Anasayfa / İçtihat / Yargıtay Karar No : 363 - Karar Yıl 2015 / Esas No : 27011 - Esas Yıl 2014





Taraflar arasındaki davanın yapılan muhakemesi sonunda mahalli mahkemece verilen, yukarıda tarihi ve numarası gösterilen hüküm, davalı banka tarafından, ipoteğin kaldırılması yönünden temyiz edilmekle, evrak okunup gereği görüşülüp düşünüldü:Davacı; Türk Medeni Kanununun 194/1. maddesi gereğince, taşınmaz üzerinde hak sahibi olan eşi dahili davalı (koca)'nın, davalı banka lehine, 24.07.2005 tarihinde rızası olmaksızın ipotek tesis ettirdiği gerekçesiyle ipoteğin kaldırılmasını talep etmiş, mahkemece davanın kabulüne karar verilmiştir. İpotek tesis tarihinde tapu kütüğünde taşınmazın "aile konutu" olduğuna ilişkin bir şerh bulunmadığına göre, lehine ipotek tesis edilen bankanın kazanımı iyiniyetli olması halinde korunur (TMK m.1023). Zira Türk Medeni Kanununun 194/1. maddesi ile tapuya güven ilkesine bir istisna getirilmiş değildir. Kanunun iyiniyete hukuki bir sonuç bağladığı durumlarda, asıl olan iyiniyetin varlığıdır. İyiniyetin varlığı asıl olduğuna göre, lehine ipotek tesis edilen bankanın kötüniyetli olduğunu kanıtlama yükümlülüğü bunu iddia edene düşer (TMK m. 6). Dosya içindeki belgelerden, lehine ipotek tesis edilen bankanın kötüniyetli olduğu kanıtlanamamıştır. Şu hale göre, tapuya güven ilkesini esas alan Türk Medeni Kanunu'nun 1023. maddesi koşulları işlem tarafı olan davalı banka lehine gerçekleşmiştir.
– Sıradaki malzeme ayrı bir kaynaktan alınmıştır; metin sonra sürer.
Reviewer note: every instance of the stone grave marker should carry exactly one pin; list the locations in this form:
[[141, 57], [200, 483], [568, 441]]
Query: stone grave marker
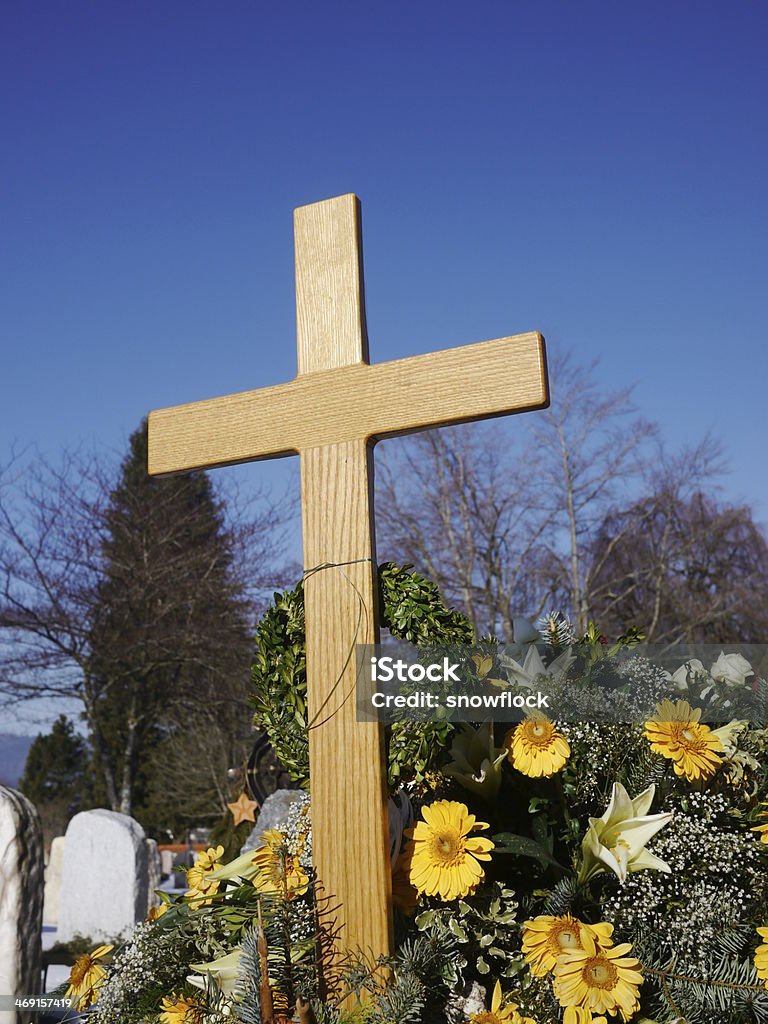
[[104, 878], [53, 881]]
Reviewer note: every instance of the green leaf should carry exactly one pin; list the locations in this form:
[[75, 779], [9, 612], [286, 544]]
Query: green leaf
[[523, 846]]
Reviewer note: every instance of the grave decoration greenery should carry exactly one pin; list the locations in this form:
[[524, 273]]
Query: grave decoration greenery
[[543, 871]]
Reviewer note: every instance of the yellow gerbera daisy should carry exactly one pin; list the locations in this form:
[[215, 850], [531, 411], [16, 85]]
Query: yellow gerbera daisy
[[598, 979], [445, 858], [675, 732], [536, 748], [545, 939], [181, 1010], [761, 956], [280, 870], [157, 911], [85, 977], [501, 1012], [202, 887], [763, 829]]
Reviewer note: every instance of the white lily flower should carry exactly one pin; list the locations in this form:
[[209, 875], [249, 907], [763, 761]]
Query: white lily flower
[[477, 761], [616, 841], [679, 678], [732, 670], [243, 866], [224, 971]]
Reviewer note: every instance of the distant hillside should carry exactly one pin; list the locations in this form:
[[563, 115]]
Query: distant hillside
[[12, 757]]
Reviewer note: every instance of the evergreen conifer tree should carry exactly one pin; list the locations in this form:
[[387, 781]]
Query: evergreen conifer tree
[[169, 631]]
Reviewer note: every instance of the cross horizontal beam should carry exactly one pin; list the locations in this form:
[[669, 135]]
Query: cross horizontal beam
[[352, 402]]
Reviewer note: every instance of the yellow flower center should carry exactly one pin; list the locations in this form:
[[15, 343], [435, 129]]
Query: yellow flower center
[[568, 939], [80, 970], [446, 845], [600, 973], [537, 732]]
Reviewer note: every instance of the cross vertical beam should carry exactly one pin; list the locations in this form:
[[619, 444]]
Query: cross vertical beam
[[331, 415], [346, 757]]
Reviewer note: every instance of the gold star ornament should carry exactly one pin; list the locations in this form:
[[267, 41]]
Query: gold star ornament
[[243, 809]]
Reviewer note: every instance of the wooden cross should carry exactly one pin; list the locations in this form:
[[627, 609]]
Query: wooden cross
[[331, 415]]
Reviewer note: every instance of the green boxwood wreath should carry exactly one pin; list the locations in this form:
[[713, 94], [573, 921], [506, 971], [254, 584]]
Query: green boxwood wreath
[[412, 609]]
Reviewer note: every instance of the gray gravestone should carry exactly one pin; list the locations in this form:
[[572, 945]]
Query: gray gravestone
[[273, 812], [20, 900], [53, 881], [104, 880], [166, 859], [155, 872]]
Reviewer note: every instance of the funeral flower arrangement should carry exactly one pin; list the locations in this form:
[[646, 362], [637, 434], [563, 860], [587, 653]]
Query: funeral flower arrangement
[[606, 868]]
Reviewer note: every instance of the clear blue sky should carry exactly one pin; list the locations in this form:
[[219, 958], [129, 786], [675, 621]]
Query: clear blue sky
[[594, 171]]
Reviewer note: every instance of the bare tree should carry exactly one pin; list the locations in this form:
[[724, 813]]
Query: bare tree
[[592, 450], [504, 518], [130, 601], [679, 563], [453, 503]]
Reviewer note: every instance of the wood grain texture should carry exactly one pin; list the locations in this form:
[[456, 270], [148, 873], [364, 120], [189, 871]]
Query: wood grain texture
[[350, 843], [331, 415], [457, 385], [330, 309]]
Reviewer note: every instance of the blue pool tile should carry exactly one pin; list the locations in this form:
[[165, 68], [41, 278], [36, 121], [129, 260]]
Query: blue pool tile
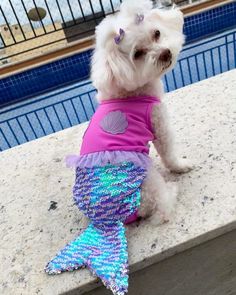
[[76, 67]]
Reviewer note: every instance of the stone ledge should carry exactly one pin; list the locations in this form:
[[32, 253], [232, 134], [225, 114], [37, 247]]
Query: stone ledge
[[37, 213]]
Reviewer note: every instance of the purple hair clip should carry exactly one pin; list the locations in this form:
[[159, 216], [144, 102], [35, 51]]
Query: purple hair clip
[[120, 37], [139, 18]]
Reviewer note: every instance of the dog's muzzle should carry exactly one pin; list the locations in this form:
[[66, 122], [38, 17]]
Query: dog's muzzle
[[165, 56]]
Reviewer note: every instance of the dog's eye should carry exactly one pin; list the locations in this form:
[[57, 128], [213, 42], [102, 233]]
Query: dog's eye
[[139, 53], [157, 34]]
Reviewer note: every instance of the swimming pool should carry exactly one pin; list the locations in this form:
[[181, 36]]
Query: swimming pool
[[74, 104]]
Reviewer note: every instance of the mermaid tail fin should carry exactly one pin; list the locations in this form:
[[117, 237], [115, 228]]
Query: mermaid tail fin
[[103, 249]]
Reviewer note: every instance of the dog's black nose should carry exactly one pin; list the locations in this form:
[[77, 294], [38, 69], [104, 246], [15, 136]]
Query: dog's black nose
[[165, 56]]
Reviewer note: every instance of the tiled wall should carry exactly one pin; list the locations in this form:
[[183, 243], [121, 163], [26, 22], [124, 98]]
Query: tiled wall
[[76, 68], [210, 21]]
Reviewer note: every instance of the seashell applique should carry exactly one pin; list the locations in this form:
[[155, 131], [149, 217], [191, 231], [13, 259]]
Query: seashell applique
[[114, 122]]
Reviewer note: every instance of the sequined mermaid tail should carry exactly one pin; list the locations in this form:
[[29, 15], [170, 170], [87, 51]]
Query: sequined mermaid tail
[[104, 252], [108, 196]]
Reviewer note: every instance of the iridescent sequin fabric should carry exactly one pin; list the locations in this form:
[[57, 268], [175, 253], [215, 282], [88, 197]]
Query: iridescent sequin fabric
[[107, 196]]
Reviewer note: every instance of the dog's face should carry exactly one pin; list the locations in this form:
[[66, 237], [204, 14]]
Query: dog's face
[[145, 48]]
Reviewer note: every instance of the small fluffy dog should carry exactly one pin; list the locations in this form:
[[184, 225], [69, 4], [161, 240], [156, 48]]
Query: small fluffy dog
[[115, 180], [134, 49]]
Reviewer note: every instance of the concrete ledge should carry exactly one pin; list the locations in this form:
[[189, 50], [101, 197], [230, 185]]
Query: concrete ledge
[[38, 216]]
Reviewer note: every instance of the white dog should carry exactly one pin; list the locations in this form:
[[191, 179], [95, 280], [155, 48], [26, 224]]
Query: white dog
[[147, 45]]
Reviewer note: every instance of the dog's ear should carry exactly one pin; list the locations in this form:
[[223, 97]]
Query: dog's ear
[[131, 7], [110, 67], [172, 18]]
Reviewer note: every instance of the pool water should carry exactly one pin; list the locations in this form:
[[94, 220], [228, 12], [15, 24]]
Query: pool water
[[73, 104]]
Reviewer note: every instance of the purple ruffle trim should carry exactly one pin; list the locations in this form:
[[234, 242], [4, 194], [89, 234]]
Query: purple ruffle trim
[[108, 157]]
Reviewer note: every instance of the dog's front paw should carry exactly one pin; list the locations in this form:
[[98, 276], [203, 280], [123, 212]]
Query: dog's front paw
[[181, 166]]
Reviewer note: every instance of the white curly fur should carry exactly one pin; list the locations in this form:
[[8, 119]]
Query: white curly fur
[[116, 73]]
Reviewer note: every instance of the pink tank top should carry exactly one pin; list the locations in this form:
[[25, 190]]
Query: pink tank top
[[120, 125]]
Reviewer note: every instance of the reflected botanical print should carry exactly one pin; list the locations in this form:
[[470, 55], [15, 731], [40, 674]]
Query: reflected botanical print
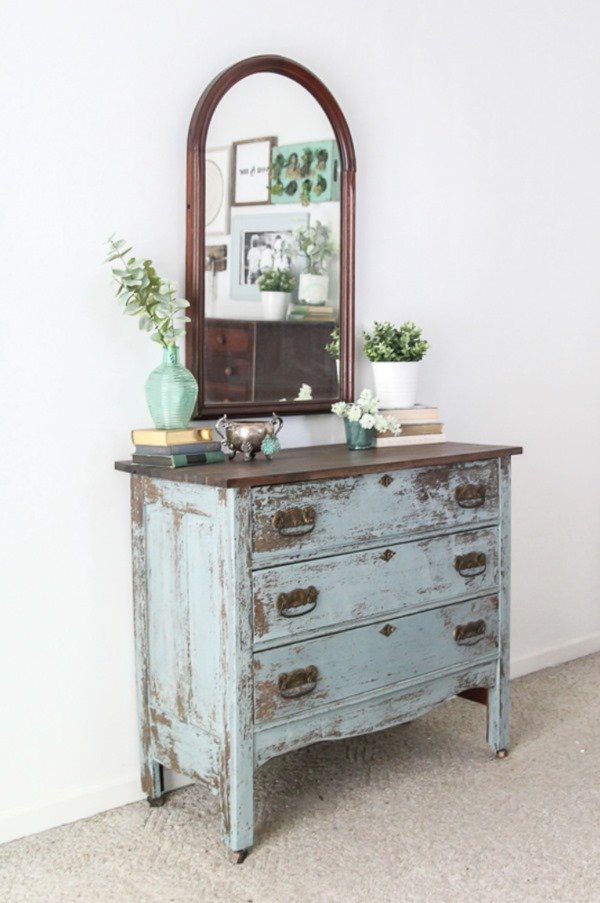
[[267, 338]]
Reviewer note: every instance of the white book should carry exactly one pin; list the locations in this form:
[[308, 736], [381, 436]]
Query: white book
[[424, 439]]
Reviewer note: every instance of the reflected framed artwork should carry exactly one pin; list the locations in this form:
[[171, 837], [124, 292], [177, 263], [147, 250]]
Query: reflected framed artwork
[[256, 241], [251, 171]]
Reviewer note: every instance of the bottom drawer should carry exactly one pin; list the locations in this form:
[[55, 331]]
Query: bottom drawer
[[293, 679]]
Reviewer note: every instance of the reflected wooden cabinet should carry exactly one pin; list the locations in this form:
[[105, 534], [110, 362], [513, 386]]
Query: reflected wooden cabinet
[[262, 360]]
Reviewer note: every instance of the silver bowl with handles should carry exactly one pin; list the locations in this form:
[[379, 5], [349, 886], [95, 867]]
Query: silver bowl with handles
[[246, 436]]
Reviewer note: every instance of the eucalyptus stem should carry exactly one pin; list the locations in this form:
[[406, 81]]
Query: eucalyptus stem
[[143, 293]]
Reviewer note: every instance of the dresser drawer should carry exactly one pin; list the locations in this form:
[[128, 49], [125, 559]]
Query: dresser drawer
[[231, 370], [314, 595], [300, 677], [223, 337], [306, 519]]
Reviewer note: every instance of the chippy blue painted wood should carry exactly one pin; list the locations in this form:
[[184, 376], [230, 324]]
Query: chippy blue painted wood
[[235, 683], [366, 713], [361, 511], [211, 644], [499, 692], [369, 658], [369, 584]]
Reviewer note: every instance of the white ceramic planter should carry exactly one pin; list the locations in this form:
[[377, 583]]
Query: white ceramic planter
[[396, 383], [313, 289], [275, 304]]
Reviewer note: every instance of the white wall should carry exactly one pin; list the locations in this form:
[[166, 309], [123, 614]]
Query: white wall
[[478, 139]]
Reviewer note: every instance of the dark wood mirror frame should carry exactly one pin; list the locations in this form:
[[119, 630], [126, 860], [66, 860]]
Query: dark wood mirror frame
[[195, 235]]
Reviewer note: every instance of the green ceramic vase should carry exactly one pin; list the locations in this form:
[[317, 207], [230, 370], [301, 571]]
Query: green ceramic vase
[[171, 392], [357, 437]]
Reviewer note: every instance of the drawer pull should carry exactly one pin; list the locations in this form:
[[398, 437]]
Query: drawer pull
[[471, 633], [298, 602], [298, 683], [471, 565], [470, 496], [295, 521]]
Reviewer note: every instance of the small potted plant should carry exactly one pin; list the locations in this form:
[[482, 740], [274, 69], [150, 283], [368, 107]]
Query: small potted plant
[[316, 245], [362, 420], [171, 390], [395, 352], [275, 292]]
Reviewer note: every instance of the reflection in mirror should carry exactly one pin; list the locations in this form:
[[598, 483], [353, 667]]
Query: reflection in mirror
[[272, 246]]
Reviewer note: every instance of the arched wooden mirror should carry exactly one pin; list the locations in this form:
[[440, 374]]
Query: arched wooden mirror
[[270, 159]]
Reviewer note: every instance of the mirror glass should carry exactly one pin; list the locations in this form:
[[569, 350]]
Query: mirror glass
[[272, 247]]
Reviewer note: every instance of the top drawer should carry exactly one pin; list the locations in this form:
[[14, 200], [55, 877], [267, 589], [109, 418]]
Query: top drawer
[[300, 520], [227, 339]]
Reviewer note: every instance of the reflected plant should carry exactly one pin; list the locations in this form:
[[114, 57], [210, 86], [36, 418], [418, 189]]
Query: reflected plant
[[333, 346], [317, 244], [304, 393]]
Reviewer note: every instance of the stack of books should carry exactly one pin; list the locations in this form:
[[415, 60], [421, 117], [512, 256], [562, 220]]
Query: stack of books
[[175, 448], [319, 312], [420, 425]]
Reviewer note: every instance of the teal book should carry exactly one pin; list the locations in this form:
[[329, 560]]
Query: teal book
[[209, 457], [191, 448]]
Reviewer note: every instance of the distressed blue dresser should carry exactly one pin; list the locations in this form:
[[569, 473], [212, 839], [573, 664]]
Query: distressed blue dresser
[[324, 594]]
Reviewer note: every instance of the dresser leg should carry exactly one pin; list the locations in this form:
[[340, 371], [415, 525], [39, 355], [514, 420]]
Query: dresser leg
[[237, 812], [153, 782], [498, 710]]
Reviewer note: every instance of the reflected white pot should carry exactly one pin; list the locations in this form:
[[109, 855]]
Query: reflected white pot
[[396, 383], [313, 289], [275, 304]]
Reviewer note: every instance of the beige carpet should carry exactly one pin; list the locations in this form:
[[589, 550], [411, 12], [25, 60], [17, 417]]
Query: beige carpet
[[422, 812]]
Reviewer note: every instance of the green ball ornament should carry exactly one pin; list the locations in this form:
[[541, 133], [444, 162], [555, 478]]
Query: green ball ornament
[[270, 446]]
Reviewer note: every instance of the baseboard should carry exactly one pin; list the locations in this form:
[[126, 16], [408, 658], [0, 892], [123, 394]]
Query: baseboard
[[21, 822], [556, 656], [17, 823]]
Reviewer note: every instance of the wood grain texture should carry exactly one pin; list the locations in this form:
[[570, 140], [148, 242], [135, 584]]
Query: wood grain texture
[[364, 659], [225, 682], [364, 585], [362, 715], [195, 230], [360, 510], [321, 462]]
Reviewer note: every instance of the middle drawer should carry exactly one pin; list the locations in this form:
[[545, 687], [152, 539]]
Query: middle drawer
[[310, 596]]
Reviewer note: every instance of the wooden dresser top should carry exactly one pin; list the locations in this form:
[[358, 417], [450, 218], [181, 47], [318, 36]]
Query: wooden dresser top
[[320, 462]]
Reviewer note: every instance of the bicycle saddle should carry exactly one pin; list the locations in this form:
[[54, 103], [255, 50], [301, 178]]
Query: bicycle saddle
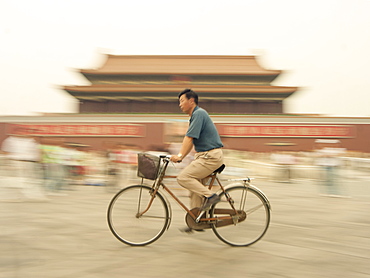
[[220, 169]]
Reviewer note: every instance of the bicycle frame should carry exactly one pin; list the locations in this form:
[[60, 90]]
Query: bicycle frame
[[197, 218]]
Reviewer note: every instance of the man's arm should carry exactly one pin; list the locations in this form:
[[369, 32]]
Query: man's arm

Öyleyse davanın reddi gerekirken yazılı gerekçe ile kabulü isabetsiz olmuş ve bozmayı gerektirmiştir (HGK'nın 24.04.2013 tarih 2012/2-1567 esas, 2013/579 karar sayılı ilamı).SONUÇ: Temyiz edilen hükmün yukarıda gösterilen sebeple BOZULMASINA, bozma sebebine göre yargılama gideri ve vekalet ücretine yönelik temyiz itirazlarının şimdilik incelenmesine yer olmadığına, istek halinde temyiz peşin harcının istek halinde yatırana geri verilmesine, işbu kararın tebliğinden itibaren 15 gün içinde karar düzeltme yolu açık olmak üzere oybirliğiyle karar verildi.